Unless, of course, we impose a little pandemic-era shared sacrifice on those who sacrificed nothing at all.

In my new book, Coronavirus Criminals and Pandemic Profiteers, I argue that politicians, Big Pharma CEOs, and billionaires who exploited the pandemic to their advantage must be held to account. There’s much to be said for criminal, civil, and congressional action. But taxing the rich offers a double benefit. It reduces inequality while collecting resources to cover health care, housing, and child care costs for essential workers who have already done their part.

A new study from the IPS, Oxfam, the Fight Inequality Alliance, and Patriotic Millionaires proposes a global “Taxing Extreme Wealth” regime, with graduated rates of 2 percent on wealth starting at $5 million, 3 percent on wealth over $50 million, and 5 percent on wealth over $1 billion. “In the US, roughly 750 billionaires have seen their wealth increase over $2 trillion since March 2020, for a combined wealth of over $5 trillion,” Collins said. “And there are over 63,500 individuals with wealth over $50 million, with combined assets of $12.8 trillion, according to the new report, ‘Taxing Extreme Wealth.’ An annual wealth tax would raise $928 billion a year—enough to eliminate half of household out-of-pocket health expenses in the US.”

That’s a good start. But why stop there?
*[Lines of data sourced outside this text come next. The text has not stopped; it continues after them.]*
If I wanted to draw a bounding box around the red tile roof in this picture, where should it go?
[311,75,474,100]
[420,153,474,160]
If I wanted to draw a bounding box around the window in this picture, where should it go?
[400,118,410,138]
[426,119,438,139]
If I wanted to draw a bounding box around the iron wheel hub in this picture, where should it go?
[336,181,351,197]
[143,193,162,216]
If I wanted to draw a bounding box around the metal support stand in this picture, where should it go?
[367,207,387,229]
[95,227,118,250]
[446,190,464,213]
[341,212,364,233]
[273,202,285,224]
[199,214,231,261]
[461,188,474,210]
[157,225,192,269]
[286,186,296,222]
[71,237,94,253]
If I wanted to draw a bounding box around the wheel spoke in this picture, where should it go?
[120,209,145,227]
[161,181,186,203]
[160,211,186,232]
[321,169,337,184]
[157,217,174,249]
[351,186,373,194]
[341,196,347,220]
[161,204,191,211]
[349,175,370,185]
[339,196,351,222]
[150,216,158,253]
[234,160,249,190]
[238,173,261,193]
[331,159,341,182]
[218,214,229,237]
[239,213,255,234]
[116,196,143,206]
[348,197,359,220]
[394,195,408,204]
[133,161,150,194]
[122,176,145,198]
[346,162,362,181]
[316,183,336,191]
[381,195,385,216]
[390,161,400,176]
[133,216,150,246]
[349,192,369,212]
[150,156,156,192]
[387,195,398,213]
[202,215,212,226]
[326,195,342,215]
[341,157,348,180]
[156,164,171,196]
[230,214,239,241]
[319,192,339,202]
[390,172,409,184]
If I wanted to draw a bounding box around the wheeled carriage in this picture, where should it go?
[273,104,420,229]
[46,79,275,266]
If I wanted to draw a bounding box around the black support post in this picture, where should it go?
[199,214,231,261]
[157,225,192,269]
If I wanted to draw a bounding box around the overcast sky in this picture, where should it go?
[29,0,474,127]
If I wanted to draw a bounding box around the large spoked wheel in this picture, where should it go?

At the height of the pandemic, Sanders proposed the Make Billionaires Pay Act, which would have imposed a 60 percent tax on wealth gains made by billionaires between March 18, 2020, and January 1, 2021. “At a time of enormous economic pain and suffering, we have a fundamental choice to make,” Sanders explained. “We can continue to allow the very rich to get much richer while everyone else gets poorer and poorer. Or we can tax the winnings a handful of billionaires made during the pandemic to improve the health and well-being of tens of millions of Americans.”

Yes! Let’s tax them, but with one proviso. Sanders is too conservative. Let’s borrow a page from the Eisenhower era and claim 92 percent.